Good-News Alternative

THE venerable British Broadcasting Corporation will be presenting a new one-hour radio program at the end of this month, called ``Now the Good News.''

What a novelty! Will listeners, conditioned to expect first (and last) the bad news, be able to handle it?

A Jules Feiffer cartoon depicts a media-saturated woman overcome by reports of ``crime, violence, drugs, racism, sexism, homelessness, child abuse, the failure of the family, the failure of politics, sleazy entertainment, sleazy sportsmanship'' - and more. In the end, the victim of all this bad news cries out for an era when good news was acknowledged, at least as an act of faith - ``the golden age of my stupidity,'' she calls it.

But the BBC refuses to believe that good news is just a product of ignorant fantasy.

The producers of ``Now the Good News'' promise their disaster-weary listeners that ``the program will recognize the unsung heroes, the great inventions, the British companies doing well abroad, the teenagers driving aid to Bosnia.''

Furthermore, listeners will be enlisted to suggest good-news stories on their own - an additional act of unprecedented optimism.

Will the entrenched bad-news mood continue to prevail? That is the mood that equates cynicism with realism and assumes with apocalyptic gloom that the world is going you-know-where.

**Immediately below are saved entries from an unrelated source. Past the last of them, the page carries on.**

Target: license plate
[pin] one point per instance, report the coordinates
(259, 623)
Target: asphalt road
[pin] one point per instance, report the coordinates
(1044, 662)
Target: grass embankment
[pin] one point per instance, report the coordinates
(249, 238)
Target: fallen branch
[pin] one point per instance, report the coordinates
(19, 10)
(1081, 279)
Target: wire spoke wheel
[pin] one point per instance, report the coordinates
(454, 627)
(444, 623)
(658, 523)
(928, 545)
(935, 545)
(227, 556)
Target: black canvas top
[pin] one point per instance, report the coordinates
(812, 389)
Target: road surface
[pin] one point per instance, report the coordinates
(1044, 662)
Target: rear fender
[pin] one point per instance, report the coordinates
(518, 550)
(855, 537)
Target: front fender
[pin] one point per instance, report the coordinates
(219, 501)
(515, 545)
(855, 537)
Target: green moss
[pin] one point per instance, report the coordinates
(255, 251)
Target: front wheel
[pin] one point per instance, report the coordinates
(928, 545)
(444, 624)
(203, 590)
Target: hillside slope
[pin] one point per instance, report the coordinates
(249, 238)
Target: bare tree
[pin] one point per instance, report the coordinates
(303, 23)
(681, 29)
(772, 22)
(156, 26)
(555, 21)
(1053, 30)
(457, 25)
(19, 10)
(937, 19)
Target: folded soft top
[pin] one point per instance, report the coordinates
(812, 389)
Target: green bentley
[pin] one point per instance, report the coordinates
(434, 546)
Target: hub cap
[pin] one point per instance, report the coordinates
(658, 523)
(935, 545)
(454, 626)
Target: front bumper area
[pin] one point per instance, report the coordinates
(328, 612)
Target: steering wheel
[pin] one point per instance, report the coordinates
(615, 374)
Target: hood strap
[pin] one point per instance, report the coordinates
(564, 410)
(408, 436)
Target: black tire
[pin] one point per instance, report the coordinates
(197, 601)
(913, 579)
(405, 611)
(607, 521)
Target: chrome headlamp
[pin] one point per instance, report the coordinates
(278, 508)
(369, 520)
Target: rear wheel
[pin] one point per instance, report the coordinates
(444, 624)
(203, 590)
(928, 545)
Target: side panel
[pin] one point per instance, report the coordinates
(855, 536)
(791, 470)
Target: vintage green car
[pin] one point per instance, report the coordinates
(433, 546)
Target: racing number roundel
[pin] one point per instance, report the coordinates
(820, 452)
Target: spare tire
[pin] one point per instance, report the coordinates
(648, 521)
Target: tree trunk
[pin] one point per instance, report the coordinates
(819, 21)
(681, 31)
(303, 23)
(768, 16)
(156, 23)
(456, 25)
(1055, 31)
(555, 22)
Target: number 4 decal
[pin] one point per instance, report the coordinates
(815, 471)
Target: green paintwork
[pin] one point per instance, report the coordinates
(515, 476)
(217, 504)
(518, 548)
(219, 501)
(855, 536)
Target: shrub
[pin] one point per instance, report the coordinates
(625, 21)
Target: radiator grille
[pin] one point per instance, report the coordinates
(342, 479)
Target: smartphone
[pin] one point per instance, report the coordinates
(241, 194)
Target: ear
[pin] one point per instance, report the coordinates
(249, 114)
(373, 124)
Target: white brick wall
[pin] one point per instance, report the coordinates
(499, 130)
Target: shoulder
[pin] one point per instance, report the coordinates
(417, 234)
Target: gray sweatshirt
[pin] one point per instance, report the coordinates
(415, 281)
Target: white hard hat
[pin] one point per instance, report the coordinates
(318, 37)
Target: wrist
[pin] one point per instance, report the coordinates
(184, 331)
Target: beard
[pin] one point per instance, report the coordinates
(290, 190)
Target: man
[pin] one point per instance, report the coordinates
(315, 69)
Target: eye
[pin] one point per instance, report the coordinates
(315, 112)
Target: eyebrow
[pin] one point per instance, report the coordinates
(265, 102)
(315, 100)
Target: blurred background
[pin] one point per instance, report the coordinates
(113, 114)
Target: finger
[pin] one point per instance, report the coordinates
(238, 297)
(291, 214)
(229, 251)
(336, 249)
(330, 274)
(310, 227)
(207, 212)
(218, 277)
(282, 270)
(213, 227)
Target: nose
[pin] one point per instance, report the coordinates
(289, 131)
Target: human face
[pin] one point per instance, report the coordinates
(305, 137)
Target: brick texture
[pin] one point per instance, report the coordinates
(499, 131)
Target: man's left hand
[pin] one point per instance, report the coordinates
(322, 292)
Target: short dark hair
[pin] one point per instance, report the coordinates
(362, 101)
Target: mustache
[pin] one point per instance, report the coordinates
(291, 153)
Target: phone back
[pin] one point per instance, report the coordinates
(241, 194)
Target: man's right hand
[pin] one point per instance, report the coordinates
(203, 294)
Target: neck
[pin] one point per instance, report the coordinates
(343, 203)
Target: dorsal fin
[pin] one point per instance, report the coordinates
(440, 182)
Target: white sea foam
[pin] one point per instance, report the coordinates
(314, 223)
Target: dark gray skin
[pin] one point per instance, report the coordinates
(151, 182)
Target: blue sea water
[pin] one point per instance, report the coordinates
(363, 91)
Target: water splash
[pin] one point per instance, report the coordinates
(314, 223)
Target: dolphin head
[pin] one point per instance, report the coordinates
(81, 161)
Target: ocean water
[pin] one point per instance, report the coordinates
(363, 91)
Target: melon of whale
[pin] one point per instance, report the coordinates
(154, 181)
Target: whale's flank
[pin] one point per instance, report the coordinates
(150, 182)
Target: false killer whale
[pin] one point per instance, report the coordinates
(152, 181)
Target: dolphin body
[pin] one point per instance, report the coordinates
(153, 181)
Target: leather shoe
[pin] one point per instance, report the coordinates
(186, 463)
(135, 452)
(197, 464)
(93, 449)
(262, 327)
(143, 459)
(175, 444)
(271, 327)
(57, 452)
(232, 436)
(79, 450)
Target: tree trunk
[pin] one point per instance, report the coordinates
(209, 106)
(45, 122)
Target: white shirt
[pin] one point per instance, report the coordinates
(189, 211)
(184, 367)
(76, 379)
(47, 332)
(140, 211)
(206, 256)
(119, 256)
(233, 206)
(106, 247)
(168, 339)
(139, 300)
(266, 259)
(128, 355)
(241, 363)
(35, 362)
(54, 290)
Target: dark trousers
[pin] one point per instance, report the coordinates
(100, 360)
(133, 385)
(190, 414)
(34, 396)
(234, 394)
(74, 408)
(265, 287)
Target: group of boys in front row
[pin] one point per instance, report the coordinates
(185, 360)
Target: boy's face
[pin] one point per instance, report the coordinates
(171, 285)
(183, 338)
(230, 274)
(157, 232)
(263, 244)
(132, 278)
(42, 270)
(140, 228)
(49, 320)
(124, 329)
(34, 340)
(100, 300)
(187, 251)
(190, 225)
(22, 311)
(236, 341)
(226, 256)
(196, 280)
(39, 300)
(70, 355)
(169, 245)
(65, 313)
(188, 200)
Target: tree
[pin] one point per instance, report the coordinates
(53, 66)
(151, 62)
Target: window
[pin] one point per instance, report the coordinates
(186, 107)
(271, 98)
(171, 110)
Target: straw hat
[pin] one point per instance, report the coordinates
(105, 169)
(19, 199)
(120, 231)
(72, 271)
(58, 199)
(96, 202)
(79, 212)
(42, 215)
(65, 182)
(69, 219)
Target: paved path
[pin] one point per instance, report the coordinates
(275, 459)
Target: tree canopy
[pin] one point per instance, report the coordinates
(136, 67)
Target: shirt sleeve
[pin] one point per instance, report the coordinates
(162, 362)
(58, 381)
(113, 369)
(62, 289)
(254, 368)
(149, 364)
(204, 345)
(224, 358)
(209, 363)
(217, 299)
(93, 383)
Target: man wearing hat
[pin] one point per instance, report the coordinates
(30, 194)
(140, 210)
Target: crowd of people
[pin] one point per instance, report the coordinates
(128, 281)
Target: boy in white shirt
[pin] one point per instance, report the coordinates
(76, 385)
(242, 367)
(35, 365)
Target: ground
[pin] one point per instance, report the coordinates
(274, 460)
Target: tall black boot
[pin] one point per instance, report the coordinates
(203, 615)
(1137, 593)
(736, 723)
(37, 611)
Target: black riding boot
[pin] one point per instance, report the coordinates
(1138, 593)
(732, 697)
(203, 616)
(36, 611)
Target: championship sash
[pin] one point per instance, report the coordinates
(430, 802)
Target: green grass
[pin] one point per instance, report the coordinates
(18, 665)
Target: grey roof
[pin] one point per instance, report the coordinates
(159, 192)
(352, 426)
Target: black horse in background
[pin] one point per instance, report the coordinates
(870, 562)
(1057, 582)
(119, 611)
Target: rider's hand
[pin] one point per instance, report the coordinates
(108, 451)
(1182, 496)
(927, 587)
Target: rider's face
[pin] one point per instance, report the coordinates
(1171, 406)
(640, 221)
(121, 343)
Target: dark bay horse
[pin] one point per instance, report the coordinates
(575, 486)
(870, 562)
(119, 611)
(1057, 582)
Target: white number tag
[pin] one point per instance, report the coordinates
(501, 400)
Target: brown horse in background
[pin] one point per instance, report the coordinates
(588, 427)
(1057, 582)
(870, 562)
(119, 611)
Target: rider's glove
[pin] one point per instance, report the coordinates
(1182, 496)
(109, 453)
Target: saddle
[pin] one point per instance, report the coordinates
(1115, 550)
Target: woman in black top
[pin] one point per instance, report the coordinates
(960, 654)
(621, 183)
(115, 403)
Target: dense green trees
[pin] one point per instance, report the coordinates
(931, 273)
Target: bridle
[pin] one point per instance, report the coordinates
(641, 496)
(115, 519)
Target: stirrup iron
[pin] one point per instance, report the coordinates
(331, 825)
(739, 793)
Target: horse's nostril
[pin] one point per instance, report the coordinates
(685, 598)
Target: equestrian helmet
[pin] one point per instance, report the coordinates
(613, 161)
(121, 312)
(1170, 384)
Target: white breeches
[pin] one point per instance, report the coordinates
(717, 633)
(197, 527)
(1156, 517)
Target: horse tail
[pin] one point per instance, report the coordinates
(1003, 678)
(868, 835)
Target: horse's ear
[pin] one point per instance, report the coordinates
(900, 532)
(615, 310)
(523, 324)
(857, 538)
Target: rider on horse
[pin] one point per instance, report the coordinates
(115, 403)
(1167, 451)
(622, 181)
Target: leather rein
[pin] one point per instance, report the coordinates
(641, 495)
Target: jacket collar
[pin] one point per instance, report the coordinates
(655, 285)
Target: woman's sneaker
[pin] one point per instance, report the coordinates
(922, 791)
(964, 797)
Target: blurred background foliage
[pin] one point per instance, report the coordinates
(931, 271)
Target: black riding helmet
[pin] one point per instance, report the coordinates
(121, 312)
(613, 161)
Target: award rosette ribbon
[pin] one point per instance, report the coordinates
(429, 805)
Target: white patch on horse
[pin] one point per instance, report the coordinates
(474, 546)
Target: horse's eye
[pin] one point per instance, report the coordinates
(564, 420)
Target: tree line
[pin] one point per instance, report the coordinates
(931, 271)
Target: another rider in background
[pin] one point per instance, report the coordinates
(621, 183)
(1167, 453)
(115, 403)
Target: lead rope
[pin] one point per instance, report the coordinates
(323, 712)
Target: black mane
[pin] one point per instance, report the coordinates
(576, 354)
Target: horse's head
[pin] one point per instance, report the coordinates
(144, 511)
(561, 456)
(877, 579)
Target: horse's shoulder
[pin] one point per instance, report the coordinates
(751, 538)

Perhaps the BBC's venture will help to break this spell of bleakness. For it is a spell - this habit of assuming that in history evil is more powerful and somehow more real than good.

On the basis of a 24-hour day and a seven-day news week, the BBC's new token hour of optimism will still leave 99.4 percent of its airtime available to politics, fires, floods, earthquakes, famines, and man's inhumanity to man, including the usual news quotas of wars, massacres, and serial killers. So there's no need to worry about journalists turning into Pollyannas.

In fact, one can only wish that ``Now the Good News'' may produce copycats in radio and a spinoff into television and print as well. In the meantime, even before the first hour is aired, it seems only sporting to offer three cheers for an enterprise devoted to giving three cheers itself.